The Straits Ti.es says:
A strong case to retain multilateralism
The average global citizen could be excused for thinking this is increasingly a topsy-turvy world, filled with undelicious irony. The oft-heard refrain in the United States, for instance, used to be that China is a mercantilist power and a unilateralist in the way it chooses to ignore international law where it does not suit its convenience. Latterly the US has branded China and Russia as “revisionist”. Yet, such labels could well be stuck on the US under Mr Donald Trump. The American President’s disdain, if not plain aversion, for the global supply chain, his chiding of companies such as Harley-Davidson that locate factories outside the US for sound reasons, are emblematic of the situation. This is why Foreign Minister Vivian Balakrishnan’s speech at the United Nations General Assembly on the importance of eschewing unilateralism could not have come a day too soon, even if it was a message that risked falling on wooden ears.

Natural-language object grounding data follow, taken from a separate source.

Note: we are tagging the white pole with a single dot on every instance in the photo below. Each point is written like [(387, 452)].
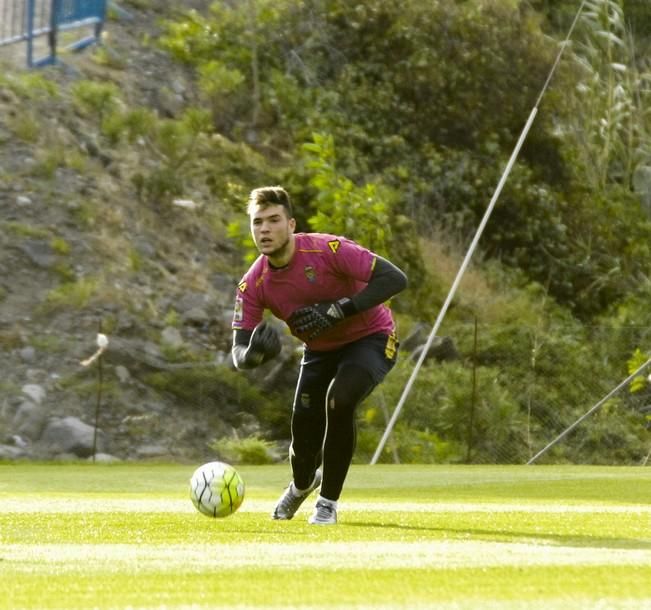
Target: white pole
[(590, 412)]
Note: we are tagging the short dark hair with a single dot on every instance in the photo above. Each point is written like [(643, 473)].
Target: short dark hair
[(270, 195)]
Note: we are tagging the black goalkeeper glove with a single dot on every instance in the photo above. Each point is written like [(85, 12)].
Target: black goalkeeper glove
[(263, 345), (314, 319)]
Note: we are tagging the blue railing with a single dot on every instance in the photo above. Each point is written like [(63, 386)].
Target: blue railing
[(26, 20)]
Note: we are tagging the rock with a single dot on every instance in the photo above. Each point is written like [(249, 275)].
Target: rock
[(149, 451), (29, 420), (195, 316), (9, 452), (34, 392), (39, 252), (172, 337), (27, 354), (71, 435)]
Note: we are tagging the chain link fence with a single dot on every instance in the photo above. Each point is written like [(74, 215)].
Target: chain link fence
[(501, 393)]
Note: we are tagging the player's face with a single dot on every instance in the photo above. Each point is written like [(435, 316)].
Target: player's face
[(273, 232)]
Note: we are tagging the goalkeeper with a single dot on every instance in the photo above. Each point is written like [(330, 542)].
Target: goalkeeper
[(330, 291)]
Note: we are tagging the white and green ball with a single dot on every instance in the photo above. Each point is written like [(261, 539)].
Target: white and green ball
[(216, 489)]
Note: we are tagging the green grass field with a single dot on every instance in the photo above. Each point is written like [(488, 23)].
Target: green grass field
[(411, 537)]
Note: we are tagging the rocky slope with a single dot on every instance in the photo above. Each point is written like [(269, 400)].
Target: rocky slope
[(80, 255)]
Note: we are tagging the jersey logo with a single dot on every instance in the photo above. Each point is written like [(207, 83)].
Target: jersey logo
[(334, 245), (238, 312), (310, 274)]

Across the world, and not just in the US, scepticism about the very concept of multilateralism is growing. Conflated with the perceived ills of globalisation, the result has been an uneasy mix of isolationist, protectionist and xenophobic instincts. Britain’s vote to leave the European Union was in some ways helped along by Germany’s welcoming attitude towards immigrants that Chancellor Angela Merkel has paid a heavy price for at home and abroad. Yet there is, as Dr Balakrishnan said, an even stronger case to “double down” on multilateralism. This stands to benefit not only the small states that he highlighted, but also equally the large and powerful ones.